Geistliche Verantwortung
Die These Salomos, wir seien „aufrichtig“ geschaffen, ist schwer nachvollziehbar. Das liegt daran, dass wir uns und andere immer nur nach dem Sündenfall erleben. Sollten wir das hier als „ehrlich“ verstehen, oder eher im Sinne von „richtig ausgerichtet“ oder „mit einem rechten Sinn ausgestattet“? Das waren Adam und Eva, allerdings nicht als Marionetten, sondern als Freie. Auf diese Freiheit traf – wie bei uns allen – die Einflüsterung: Ihr wärt doch selber als Götter viel besser. Seither ist die ursprüngliche Aufrichtigkeit unter der Sünde verschüttet, die Ausrichtung auf Gott ist weg, und der „in sich selbst verkrümmte Mensch“ (Luther) „sucht viele Künste“. Daraus wiederum resultieren Lebenswandel, Bestrebungen, Ordnungen und Gesellschaften der falschen Ausrichtung, und der „Gott der gegenwärtigen Weltzeit“ (2.Kor. 4) feiert Party.
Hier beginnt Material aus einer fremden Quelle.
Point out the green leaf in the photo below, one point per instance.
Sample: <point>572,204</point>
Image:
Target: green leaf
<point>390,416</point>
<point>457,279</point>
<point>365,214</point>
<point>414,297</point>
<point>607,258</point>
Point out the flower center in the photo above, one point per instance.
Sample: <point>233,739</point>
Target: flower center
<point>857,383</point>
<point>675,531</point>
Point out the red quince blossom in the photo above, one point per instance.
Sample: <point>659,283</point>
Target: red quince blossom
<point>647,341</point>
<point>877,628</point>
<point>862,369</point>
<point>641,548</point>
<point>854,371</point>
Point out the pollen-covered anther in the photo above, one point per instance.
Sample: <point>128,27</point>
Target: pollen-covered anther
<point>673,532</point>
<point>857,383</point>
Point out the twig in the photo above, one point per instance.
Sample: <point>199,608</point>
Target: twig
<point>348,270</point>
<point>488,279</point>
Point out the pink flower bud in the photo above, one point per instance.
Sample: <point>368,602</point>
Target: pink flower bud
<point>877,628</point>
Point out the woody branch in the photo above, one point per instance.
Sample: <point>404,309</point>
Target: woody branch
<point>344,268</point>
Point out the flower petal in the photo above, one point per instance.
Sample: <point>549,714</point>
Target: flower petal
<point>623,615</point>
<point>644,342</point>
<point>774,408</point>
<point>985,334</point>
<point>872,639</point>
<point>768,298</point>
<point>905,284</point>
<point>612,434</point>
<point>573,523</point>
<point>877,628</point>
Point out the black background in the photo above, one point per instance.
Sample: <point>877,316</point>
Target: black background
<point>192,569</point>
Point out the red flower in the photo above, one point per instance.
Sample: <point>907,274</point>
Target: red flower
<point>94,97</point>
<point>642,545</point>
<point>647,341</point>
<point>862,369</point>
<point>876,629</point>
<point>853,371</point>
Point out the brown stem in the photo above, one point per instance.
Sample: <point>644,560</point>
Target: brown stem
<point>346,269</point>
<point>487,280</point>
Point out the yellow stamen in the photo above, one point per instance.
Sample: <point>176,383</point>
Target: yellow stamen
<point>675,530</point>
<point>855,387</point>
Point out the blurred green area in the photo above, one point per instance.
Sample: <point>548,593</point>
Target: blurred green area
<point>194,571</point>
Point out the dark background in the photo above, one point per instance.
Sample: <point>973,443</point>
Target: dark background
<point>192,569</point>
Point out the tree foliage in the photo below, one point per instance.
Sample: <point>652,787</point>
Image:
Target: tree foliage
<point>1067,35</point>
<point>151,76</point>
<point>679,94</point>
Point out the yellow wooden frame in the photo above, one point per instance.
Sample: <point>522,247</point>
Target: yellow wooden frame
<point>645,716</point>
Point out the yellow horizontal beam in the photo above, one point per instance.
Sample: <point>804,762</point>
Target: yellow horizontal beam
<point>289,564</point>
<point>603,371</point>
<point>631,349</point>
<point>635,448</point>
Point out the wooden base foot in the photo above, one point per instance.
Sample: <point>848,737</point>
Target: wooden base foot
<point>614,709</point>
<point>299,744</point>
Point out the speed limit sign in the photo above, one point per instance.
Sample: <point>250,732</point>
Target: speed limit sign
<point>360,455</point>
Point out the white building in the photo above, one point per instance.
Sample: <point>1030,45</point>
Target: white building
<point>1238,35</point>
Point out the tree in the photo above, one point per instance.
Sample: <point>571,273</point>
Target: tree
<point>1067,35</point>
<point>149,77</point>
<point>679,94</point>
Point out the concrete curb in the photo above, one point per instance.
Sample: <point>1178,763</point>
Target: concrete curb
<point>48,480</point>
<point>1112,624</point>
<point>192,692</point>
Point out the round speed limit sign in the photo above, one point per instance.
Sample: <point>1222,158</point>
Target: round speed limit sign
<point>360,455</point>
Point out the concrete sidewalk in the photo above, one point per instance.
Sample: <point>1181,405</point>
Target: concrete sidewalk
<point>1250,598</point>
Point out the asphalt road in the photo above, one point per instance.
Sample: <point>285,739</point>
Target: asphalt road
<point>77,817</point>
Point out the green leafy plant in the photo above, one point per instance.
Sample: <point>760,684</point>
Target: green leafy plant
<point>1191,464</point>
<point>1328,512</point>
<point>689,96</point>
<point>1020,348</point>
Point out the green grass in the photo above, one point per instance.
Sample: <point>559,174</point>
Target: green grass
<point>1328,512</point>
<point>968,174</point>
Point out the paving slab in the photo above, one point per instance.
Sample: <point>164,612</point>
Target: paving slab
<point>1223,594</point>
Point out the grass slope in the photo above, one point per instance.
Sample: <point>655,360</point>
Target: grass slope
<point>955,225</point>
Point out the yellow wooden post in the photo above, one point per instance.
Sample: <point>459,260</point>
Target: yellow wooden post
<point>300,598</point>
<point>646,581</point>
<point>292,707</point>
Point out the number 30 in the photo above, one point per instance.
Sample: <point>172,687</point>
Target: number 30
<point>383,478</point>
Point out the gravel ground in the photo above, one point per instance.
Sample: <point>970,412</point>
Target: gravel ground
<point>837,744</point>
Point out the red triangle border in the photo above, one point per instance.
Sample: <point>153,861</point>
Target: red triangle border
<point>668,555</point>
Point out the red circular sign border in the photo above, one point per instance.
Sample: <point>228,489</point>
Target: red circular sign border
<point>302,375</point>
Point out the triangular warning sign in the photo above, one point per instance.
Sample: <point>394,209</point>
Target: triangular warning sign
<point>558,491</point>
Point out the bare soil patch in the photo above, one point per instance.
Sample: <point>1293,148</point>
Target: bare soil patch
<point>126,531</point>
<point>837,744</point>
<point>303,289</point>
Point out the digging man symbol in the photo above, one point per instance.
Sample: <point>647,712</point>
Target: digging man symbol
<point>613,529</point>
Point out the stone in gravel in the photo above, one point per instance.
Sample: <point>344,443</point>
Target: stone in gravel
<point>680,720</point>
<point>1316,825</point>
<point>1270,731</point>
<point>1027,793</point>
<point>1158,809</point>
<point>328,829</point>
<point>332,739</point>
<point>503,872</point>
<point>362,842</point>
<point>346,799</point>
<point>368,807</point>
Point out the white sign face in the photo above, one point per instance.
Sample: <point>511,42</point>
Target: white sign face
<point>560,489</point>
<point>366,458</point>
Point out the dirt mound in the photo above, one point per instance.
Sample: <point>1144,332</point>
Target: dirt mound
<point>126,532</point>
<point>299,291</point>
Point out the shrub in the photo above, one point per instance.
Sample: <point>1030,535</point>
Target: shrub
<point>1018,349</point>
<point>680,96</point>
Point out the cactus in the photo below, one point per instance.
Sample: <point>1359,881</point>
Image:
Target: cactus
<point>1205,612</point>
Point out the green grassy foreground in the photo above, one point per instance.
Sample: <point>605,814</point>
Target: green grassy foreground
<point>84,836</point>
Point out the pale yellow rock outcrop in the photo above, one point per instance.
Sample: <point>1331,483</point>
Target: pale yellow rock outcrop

Im Buch Prediger schildert Salomo den von Gott losgelösten Menschen gerade auch in seinem Bemühen, sein Leben durch das „Suchen vieler Künste“ mit Sinn zu erfüllen, und kommt zu dem Schluss: „Alles ist eitel und Haschen nach Wind“. Matthias Claudius ergänzt, dass man sich auf diese Weise nur noch weiter von der einzig sinnvollen Ausrichtung entfernt. An dieser Stelle tritt Gottes Gnade auf den Plan. Paulus schildert sie als eine zupackende Hilfe zu Umkehr und Neuausrichtung. Sie „nimmt uns in Zucht“ heißt, sie zieht uns weg von diesem „Suchen vieler Künste“ und „Spinnen von Luftgespinsten“ und kehrt unseren Sinn zurück in die Ausrichtung, zu der wir geschaffen sind. Die Zeugnisse von Christen, die sich von sehr weit her bekehrt haben, sind oftmals gerade in der Schilderung dessen sehr beeindruckend, welche Sinnesänderung die Gnade bewirkt hat. Die „heilsame Gnade“ hat die Kraft, falsche Ausrichtungen zu zerschlagen und uns den richtigen zuzukehren. Das Vorgehen dieser zupackenden Gnade mag schmerzhaft sein, aber ihr Wirken ist immer heilsam. Diese „heilsame Gnade“ bewirkt einen Lebenswandel in der ursprünglichen Ausrichtung, weil sie die Kraft der Auferstehung Jesu in unser Leben bringt. In Tabor musste ich mir immer anhören, wir Christen seien nicht besser als andere. Das stimmt leider oft, aber von welchem Lebenswandel zeugt das, wenn die Ausrichtung auf Gott sich eigentlich grundsätzlich von der Ausrichtung auf die Welt unterscheiden müsste? Diese Gnade soll doch einerseits eine Absage, andererseits eine Sinnesänderung bewirken, aus der ein von der Ausrichtung auf Gott geprägtes Leben in dieser Welt folgen soll.